仔细比较上述两种情况调用dm_io_async_bvec()所传递的参数, 不难发现, 只有第4个参数是不一样的. 前者传递的为原来请求的bio的bvec, 后者传递的为主动构造的bvec.
dm_io_async_bvec()函数提交IO, 从磁盘(job->src)中读取数据到第4个参数, 然后回调io_callback().
382 static void io_callback(unsigned long error, void *context)
383 {
384 struct kcached_job *job = (struct kcached_job *) context;
385
386 if (error) {
387 /* TODO */
388 DMERR("io_callback: io error");
389 return;
390 }
391
392 if (job->rw == READ) {
393 job->rw = WRITE;
394 push(&_io_jobs, job);
395 } else
396 push(&_complete_jobs, job);
397 wake();
398 }
读请求的job->rw为READ, 将其修改为WRITE后将job提交到_io_jobs链表. _io_jobs链表元素再次由do_work()以do_io()回调. 此时, 因为job->rw为WRITE, 所以调用的函数变成了do_store().
544 /*
545 * Store data to the cache source device asynchronously.
546 * For a READ bio request, the data fetched from the source device are returned
547 * to kernel and stored in cache at the same time.

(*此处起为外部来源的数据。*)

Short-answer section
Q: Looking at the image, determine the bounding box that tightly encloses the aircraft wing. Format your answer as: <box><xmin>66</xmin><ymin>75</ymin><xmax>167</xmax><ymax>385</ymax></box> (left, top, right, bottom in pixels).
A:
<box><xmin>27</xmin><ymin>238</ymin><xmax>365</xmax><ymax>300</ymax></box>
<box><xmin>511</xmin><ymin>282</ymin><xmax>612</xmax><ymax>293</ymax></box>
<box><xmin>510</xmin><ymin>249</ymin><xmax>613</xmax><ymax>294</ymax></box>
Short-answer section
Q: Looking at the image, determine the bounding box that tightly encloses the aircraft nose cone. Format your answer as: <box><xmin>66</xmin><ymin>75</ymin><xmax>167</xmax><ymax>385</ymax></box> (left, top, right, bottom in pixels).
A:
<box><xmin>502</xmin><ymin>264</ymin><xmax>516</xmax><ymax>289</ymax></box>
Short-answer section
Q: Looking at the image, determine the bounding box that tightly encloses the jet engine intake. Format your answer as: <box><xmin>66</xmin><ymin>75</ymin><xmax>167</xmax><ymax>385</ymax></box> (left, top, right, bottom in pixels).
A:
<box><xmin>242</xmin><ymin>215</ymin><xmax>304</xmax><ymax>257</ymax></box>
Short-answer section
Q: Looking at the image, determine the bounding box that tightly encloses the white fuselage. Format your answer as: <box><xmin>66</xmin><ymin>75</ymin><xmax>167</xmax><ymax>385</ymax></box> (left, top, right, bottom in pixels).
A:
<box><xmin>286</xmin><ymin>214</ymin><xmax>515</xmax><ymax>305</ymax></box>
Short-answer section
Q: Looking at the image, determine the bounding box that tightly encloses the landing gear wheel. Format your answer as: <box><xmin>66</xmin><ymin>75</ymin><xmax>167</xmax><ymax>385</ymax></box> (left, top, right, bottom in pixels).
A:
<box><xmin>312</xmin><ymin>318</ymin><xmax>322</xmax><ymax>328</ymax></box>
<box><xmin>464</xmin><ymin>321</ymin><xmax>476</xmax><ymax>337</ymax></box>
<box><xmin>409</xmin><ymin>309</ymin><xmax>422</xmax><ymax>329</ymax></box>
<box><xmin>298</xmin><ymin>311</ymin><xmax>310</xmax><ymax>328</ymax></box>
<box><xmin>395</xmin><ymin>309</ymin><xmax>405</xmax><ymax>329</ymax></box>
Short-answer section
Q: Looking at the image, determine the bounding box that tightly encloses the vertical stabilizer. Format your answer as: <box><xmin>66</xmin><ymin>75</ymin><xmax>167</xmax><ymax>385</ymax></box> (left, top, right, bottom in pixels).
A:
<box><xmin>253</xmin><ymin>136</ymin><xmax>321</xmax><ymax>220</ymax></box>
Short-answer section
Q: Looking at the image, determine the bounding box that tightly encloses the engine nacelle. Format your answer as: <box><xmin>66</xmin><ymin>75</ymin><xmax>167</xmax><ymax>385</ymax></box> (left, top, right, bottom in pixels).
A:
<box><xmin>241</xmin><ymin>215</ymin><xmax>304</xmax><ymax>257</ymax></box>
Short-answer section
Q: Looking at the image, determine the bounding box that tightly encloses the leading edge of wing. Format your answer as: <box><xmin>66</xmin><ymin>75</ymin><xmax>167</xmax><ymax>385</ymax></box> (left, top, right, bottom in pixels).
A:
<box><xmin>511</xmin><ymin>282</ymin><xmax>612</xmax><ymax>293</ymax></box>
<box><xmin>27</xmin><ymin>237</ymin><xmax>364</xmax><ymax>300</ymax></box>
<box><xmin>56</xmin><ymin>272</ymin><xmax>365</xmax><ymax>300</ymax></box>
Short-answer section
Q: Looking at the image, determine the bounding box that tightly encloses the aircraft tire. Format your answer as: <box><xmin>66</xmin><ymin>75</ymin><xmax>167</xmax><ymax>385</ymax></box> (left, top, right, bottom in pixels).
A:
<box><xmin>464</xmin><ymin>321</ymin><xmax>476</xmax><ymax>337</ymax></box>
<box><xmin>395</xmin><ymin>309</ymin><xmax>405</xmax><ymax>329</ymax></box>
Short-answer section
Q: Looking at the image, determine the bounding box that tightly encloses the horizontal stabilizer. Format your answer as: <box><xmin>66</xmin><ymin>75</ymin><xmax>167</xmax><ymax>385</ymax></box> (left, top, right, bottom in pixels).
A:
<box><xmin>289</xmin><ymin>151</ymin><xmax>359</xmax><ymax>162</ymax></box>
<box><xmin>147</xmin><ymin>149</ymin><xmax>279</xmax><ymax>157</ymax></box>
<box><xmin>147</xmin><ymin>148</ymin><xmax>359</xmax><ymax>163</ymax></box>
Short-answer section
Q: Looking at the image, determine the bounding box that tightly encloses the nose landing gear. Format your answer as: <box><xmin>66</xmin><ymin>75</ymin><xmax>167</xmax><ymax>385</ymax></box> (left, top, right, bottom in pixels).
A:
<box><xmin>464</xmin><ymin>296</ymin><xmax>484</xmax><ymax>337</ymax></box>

548 * For a WRITE bio request, the data are written to the cache and source device
549 * at the same time.
550 */
551 static int do_store(struct kcached_job *job)
552 {
553 int i, j, r = 0;
554 struct bio *bio = job->bio ;
555 struct cache_c *dmc = job->dmc;
556 unsigned int offset, head, tail, remaining, nr_vecs;
557 struct bio_vec *bvec;
558 offset = (unsigned int) (bio->bi_sector & dmc->block_mask);
559 head = to_bytes(offset);
560 tail = to_bytes(dmc->block_size) - bio->bi_size - head;
566
567 if (0 == job->nr_pages) /* Original request is aligned with cache blocks */
568 r = dm_io_async_bvec(1, &job->dest, WRITE, bio->bi_io_vec + bio->bi_idx,
569 io_callback, job);
570 else {
571 if (bio_data_dir(bio) == WRITE && head > 0 && tail > 0) {
573 nr_vecs = job->nr_pages + bio->bi_vcnt - bio->bi_idx;
574 if (offset && (offset + bio->bi_size < PAGE_SIZE)) nr_vecs++;
576 bvec = kmalloc(nr_vecs * sizeof(*bvec), GFP_KERNEL);
577 if (!bvec) {
578 DMERR("do_store: No memory");
579 return 1;
580 }
581
582 i = 0;
583 while (head) {
584 bvec[i].bv_len = min(head, job->bvec[i].bv_len);
585 bvec[i].bv_offset = 0;
586 bvec[i].bv_page = job->bvec[i].bv_page;
587 head -= bvec[i].bv_len;
588 i++;
589 }
590 remaining = bio->bi_size;
591 j = bio->bi_idx;
592 while (remaining) {
593 bvec[i] = bio->bi_io_vec[j];
594 remaining -= bvec[i].bv_len;
595 i++; j++;
596 }
597 j = (to_bytes(offset) + bio->bi_size) / PAGE_SIZE;
598 bvec[i].bv_offset = (to_bytes(offset) + bio->bi_size) -
599 j * PAGE_SIZE;
600 bvec[i].bv_len = PAGE_SIZE - bvec[i].bv_offset;
601 bvec[i].bv_page = job->bvec[j].bv_page;
602 tail -= bvec[i].bv_len;
603 i++; j++;
604 while (tail) {
605 bvec[i] = job->bvec[j];
606 tail -= bvec[i].bv_len;
607 i++; j++;
608 }
609 kfree(job->bvec);
610 job->bvec = bvec;
611 }
612
613 r = dm_io_async_bvec(1, &job->dest, WRITE, job->bvec, io_callback, job);
614 }
615 return r;
616 }
这段代码和do_fetch()非常相像, 不再细述. 它把do_fetch()中从磁盘读取的数据, 通过dm_io_async_bvec()函数, 写入SSD(job->dest). 然后io_callback()再次被回调. 此时, 因为job->rw为WRITE, io_callback()将任务提交到_complete_jobs链表. 该链表对应的回调函数为do_complete():
673 static int do_complete(struct kcached_job *job)
674 {
675 int r = 0;
676 struct bio *bio = job->bio;
677
680 bio_endio(bio, 0);
681
682 if (job->nr_pages > 0) {
683 kfree(job->bvec);
684 kcached_put_pages(job->dmc, job->pages);
685 }
686
687 flush_bios(job->cacheblock);
688 mempool_free(job, _job_pool);
689
690 if (atomic_dec_and_test(&job->dmc->nr_jobs))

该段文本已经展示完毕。